Sadly, I recently saw the alert about the ivory-billed woodpecker, along with 23 other species in the U.S., designated as extinct. The list includes 11 bird species, eight freshwater mussels, two fish species and a plant species in the mint family. Speaking of plants, one in five of the world’s plants are now at risk of extinction.
I suspect plant conservation will become much more central to gardening consumerism. Conservation, of course, opens the door to delve deeper into native or adapted non-invasive species that support local wildlife.
As growers and garden centers, it’s an easy and natural fit to weave together a central theme of letting nature nurture you whilst supporting wildlife and conservation, whether it’s outdoors or inside.
Everyone’s an expert
Creator culture is one of the more in-your-face trends happening in the horticulture industry, at least if you’re paying attention to social media, Etsy and all of those new amateur-run plant shops popping up. Plant enthusiasts and influencers are creating most of the content these days that our gardening customers are using to make buying decisions. So, you’d either better figure out a way to compete in that space with your own content that strikes the right aesthetic and educational vibe; or you’d better hitch your wagon to an enthusiast who is already doing it, if for no other reason than to make sure that correct technical information makes it to your customers through all the anecdotal hobbyist rhetoric.
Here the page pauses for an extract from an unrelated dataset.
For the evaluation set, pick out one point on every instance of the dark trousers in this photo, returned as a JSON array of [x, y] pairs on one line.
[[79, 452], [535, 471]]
Good thing is, pretty much everything we do in the horticulture industry supports a creative lifestyle and aesthetic, which is why I think so many new enthusiasts have been inspired to create their own plant-related content and businesses. And, most new plant enthusiasts are hungry for new knowledge and a deeper understanding of how plants work — and have a growing appreciation for their value.
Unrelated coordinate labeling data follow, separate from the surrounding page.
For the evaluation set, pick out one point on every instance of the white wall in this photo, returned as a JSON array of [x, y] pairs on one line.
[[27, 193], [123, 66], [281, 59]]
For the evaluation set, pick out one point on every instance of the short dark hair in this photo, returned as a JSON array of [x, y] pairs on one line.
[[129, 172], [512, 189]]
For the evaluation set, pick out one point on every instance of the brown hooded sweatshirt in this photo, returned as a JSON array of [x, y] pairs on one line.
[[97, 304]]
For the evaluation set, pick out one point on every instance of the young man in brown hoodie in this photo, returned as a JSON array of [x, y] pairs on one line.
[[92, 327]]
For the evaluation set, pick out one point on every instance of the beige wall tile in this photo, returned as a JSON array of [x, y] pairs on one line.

Luckily, this is a “we all rise together” scenario if we are savvy and respect our customers’ intelligence enough to go deeper with them in terms of education.
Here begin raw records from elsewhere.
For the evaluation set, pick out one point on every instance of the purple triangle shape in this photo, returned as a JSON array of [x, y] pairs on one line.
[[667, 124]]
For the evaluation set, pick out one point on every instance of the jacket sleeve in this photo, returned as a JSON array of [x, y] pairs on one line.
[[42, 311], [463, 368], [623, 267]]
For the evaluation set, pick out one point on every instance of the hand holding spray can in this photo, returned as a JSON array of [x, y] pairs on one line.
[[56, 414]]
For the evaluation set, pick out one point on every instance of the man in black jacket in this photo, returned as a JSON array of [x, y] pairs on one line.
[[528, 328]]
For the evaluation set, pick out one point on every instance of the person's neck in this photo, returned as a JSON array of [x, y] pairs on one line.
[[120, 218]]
The creator culture is also part of what has driven a sort of plant tribalism amongst enthusiasts. This has made community and identity much more important in gardening and indoor plant hobbies. Enthusiasts aren’t only looking for a particular plant or product; they are looking for acceptance, validation and connection within the plant community. I predict a resurgence in the popularity of old-school plant and gardening societies, which will manifest anew in the digital online world.
Let nature nurture you
The gardening world is different now than it was a year or more ago. The simplest observation I can offer is that hobbies we once nurtured are now doing the nurturing in return. What once felt like a luxury pastime now feels a necessity for many.
We’re all desperate to be nurtured, given the stresses of the last couple of years, and we seem to be leaning on nature — as we always do — to nurture us. This is why if you’re looking for me these days, you just might find me hanging out with the baby flamingos.